Their Lordships will conclude this review of authorities with the words of Lord Dunedin in giving the judgment of the Board in 51 IA 357 (4) at p. 360. In that case territory in Gwalior had been ceded to the British Government by the Maharajah Scindia by a treaty which expressly provided that each Government should respect the conditions of existing leases. The appellants had brought a suit for a declaration that they were precession proprietors of the lands in question:
A summary of the matter is this : When a territory is acquired by a sovereign state for the first time, that is an act of state. It matters not how the acquisition has been brought about. It may be by conquest, it may be by cession following on treaty, it may be by occupation of territory hitherto unoccupied by a recognized ruler. In all cases the result is the same. Any inhabitant of the territory can make good in the Municipal Courts established by the new sovereign only such rights as that sovereign has, through his officers, recognized. Such rights as he had under the rule of predecessors avail him nothing. Nay, more, even if in a treaty of cession it is stipulated that certain inhabitants should enjoy certain rights, that does not give a title to those inhabitants to enforce these stipulations in the Muncipal Courts. The right to enforce remains only with the high contracting parties.
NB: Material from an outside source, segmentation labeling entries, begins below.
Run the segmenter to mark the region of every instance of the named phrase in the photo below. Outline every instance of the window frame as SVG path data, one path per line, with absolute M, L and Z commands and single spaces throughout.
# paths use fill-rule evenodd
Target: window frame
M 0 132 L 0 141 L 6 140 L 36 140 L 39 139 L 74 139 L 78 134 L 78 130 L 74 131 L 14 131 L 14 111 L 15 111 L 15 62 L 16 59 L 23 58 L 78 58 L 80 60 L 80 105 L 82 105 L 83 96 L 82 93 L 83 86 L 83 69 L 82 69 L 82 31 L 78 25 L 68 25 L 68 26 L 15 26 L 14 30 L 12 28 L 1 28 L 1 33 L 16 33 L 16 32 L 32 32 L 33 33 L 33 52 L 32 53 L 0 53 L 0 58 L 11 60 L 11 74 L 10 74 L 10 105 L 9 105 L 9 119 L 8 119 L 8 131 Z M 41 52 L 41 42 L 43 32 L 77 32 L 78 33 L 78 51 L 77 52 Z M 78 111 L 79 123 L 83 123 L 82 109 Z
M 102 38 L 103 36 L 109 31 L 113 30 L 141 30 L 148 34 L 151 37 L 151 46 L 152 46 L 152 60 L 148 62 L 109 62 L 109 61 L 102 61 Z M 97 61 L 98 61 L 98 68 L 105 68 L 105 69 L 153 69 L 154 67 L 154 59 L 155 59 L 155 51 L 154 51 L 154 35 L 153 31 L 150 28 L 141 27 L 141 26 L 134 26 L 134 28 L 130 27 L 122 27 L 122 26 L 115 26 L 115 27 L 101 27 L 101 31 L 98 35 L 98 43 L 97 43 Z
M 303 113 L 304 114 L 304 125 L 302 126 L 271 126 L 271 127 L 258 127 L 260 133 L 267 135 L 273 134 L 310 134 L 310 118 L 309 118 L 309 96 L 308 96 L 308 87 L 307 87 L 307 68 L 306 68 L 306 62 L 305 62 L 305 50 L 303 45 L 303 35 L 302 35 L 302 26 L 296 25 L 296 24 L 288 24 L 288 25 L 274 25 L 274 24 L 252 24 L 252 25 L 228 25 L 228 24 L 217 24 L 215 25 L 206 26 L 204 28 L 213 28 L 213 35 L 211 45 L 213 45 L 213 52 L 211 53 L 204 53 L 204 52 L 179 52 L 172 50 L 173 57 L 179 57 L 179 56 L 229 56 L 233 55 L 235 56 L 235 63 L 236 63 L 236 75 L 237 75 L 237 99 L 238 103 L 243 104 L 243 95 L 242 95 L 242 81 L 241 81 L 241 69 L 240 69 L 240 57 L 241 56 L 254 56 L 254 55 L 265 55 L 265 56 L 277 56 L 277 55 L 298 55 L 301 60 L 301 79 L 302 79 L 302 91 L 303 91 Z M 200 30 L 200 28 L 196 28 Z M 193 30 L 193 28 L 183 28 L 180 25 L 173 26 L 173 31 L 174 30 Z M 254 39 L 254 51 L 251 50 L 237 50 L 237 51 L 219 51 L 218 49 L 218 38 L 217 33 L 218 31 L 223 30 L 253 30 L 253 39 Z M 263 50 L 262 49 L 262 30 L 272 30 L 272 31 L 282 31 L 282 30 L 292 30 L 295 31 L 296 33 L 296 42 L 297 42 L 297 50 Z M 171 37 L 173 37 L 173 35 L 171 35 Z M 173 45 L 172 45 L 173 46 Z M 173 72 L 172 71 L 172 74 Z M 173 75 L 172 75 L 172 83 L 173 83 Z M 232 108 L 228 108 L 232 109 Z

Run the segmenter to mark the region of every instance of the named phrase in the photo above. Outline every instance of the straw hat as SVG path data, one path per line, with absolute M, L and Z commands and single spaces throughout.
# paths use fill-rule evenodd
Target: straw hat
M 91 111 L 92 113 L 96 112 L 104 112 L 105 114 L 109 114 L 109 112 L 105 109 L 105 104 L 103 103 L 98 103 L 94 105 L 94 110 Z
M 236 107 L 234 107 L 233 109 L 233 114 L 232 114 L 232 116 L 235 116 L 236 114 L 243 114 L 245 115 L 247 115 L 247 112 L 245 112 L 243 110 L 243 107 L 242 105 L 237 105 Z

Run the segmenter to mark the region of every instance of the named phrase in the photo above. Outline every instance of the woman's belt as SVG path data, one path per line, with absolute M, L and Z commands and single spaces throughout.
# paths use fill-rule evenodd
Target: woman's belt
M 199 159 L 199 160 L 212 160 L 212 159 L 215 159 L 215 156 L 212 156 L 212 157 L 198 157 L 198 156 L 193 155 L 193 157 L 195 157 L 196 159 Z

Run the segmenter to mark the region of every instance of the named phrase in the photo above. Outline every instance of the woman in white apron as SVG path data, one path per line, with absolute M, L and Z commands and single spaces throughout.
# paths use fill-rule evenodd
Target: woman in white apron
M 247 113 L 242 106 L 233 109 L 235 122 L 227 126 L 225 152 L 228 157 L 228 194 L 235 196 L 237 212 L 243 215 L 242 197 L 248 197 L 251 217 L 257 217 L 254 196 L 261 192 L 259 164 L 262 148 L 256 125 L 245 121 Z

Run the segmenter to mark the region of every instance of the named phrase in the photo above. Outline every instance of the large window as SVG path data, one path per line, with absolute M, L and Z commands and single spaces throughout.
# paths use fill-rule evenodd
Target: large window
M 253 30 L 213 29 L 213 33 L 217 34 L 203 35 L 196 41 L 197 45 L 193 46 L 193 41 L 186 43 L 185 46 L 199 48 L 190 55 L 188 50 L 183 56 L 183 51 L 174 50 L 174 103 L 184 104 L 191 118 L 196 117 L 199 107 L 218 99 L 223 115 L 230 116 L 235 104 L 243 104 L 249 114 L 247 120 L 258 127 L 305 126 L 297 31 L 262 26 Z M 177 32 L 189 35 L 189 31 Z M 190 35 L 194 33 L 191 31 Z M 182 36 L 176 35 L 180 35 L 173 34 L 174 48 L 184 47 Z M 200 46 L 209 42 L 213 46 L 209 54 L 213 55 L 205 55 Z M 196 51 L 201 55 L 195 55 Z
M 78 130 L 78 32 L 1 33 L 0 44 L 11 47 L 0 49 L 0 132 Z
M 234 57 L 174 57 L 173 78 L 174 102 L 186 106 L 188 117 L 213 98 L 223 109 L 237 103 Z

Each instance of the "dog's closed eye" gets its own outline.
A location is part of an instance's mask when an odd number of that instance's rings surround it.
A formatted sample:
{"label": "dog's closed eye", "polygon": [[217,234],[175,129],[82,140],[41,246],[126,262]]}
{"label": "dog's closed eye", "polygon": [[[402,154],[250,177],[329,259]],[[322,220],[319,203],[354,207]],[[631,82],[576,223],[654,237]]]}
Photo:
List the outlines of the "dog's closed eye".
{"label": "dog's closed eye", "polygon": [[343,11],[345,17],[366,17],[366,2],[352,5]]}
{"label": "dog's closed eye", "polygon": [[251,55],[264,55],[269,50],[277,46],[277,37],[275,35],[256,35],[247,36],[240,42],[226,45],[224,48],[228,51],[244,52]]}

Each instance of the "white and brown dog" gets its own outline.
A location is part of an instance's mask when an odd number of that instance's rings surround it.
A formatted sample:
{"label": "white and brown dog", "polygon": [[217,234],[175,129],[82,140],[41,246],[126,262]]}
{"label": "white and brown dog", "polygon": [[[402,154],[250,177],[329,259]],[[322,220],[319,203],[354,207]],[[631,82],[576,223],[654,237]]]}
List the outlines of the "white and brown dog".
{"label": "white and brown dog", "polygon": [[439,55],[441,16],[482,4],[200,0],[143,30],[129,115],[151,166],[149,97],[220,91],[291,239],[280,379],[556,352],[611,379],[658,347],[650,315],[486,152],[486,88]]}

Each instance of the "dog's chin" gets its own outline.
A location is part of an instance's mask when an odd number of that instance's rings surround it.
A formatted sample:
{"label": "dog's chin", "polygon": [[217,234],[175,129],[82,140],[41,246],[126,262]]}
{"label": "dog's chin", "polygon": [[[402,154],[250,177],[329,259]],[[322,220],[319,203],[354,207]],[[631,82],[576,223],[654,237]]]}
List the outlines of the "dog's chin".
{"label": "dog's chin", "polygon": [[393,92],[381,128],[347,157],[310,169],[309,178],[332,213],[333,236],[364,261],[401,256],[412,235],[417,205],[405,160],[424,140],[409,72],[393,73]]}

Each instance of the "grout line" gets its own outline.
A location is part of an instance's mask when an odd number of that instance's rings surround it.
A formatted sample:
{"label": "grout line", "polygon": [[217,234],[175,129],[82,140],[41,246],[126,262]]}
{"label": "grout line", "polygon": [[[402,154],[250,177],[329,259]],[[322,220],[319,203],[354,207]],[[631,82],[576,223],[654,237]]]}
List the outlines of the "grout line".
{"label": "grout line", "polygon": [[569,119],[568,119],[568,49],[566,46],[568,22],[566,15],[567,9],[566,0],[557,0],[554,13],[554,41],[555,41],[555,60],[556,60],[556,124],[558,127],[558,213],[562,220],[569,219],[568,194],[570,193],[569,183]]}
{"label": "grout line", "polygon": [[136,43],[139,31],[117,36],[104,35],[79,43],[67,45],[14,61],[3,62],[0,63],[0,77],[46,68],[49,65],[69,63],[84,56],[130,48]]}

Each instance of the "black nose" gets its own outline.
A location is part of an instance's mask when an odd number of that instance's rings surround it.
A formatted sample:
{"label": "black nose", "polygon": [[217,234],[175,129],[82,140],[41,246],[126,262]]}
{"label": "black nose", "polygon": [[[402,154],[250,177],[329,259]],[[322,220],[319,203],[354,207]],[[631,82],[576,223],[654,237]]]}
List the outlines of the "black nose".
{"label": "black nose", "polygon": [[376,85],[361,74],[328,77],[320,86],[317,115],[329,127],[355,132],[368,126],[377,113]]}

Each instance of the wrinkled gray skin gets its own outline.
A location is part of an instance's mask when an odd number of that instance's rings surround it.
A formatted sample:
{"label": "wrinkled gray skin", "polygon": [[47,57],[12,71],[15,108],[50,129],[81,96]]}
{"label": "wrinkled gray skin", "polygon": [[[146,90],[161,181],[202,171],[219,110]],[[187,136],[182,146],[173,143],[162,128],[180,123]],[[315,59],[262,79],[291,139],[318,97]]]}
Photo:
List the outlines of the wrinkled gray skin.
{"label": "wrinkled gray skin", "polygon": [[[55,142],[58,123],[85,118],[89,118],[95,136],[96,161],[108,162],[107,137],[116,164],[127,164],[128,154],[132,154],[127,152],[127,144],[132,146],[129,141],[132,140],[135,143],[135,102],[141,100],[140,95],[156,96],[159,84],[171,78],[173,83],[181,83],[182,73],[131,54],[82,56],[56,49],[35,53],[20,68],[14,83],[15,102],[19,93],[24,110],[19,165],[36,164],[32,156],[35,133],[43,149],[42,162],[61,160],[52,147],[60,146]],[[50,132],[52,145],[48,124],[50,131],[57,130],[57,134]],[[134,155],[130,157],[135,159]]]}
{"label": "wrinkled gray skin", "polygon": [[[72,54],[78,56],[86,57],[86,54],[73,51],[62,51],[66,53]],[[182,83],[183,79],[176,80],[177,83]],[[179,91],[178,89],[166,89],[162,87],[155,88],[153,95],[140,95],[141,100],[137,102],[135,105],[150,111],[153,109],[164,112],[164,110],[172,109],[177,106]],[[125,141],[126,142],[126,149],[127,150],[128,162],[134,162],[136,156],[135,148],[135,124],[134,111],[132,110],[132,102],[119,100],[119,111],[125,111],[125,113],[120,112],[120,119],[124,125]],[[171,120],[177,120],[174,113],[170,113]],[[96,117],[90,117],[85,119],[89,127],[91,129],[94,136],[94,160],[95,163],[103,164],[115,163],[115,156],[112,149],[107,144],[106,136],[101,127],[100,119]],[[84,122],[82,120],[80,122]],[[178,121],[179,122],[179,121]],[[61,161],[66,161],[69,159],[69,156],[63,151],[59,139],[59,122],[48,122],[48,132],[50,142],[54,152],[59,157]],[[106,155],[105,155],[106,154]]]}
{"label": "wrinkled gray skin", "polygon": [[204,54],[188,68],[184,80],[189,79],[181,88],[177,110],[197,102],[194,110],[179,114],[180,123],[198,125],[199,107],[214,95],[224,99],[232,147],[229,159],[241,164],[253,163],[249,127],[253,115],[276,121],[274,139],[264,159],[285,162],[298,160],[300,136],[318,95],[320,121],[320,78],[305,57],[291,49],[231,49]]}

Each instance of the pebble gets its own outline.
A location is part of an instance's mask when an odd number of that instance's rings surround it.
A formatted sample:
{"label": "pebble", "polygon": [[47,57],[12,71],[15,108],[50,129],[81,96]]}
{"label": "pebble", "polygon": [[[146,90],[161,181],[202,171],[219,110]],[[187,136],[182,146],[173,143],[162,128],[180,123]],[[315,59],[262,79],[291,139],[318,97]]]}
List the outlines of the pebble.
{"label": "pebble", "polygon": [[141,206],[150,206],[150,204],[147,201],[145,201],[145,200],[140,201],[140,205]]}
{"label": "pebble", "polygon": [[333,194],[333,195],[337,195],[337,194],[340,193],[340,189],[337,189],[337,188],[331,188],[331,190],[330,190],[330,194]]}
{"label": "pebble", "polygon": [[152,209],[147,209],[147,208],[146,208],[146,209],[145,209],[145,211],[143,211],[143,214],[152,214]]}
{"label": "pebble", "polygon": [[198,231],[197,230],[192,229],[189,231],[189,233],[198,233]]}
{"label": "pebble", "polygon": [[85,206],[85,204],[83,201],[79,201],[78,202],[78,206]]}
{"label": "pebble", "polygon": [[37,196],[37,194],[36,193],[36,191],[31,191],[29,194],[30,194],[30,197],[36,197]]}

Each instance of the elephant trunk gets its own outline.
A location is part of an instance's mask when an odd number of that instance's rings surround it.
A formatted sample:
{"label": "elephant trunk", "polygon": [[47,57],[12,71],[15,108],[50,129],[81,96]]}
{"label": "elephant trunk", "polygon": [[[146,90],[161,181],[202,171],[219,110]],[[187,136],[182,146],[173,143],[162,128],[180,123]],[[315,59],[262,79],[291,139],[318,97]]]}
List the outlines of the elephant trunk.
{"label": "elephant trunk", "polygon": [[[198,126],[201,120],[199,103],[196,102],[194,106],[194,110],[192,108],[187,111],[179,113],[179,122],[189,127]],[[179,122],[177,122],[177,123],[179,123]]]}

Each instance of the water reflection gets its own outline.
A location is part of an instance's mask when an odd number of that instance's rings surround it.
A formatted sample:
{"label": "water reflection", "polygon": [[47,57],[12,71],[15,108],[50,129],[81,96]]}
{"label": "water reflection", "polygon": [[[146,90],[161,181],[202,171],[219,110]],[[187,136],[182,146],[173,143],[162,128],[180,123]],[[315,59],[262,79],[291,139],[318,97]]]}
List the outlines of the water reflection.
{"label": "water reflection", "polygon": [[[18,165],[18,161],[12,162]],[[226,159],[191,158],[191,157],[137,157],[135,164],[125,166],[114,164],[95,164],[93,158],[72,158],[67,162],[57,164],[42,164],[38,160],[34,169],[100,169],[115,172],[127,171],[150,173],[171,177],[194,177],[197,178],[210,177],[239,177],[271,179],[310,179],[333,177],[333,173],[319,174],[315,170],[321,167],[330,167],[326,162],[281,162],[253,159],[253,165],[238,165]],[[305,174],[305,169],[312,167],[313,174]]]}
These decisions were again adopted by the Board in 57 IA 318,5where they were applied to a claim to enforce precession rights in territory leased in perpetuity by H. H. the Nizam to the British Government in 1902. It follows therefore that in this case the Government of India had the right to recognize or not recognize the existing titles to land. In the case of the landsin suit they decided not to recognize them, and it follows that the plaintiffs have no recourse against the Government in the Municipal Courts. An explanation for Government action was at one time given that the plaintiffs were in breach of their conditions of tenure to the Khan of Kalat. Whether this be true or not is clearly irrelevant in view of the established law regulating the position of the Government as against former proprietors. Neither it nor any action of Government officials indicates any intention on the part of Government to recognize this existing title in these lands. On the contrary, the decision made in October 1906, by the high officials, together with Mr. Smart, that the plaintiffs were only to be given inalienable occupancy rights over some of the lands while the "c" lands were to be entered as Government lands indicates conclusively what the intention of Government was; and it only needed the confirmation of the report by the Government of India, which was signified on 1st April 1908 to conclude the matter. In accordance with these authorities their Lordships have not considered whether the decision was just or unjust, politic or impolitic; and it must not be considered that they have had any material placed before them to indicate that it was, in the circumstances, either unjust or impolitic. Their Lordships will humbly advise His Majesty that this appeal should be allowed and the respondent's suits dismissed with costs. The respondents must pay the costs of this appeal.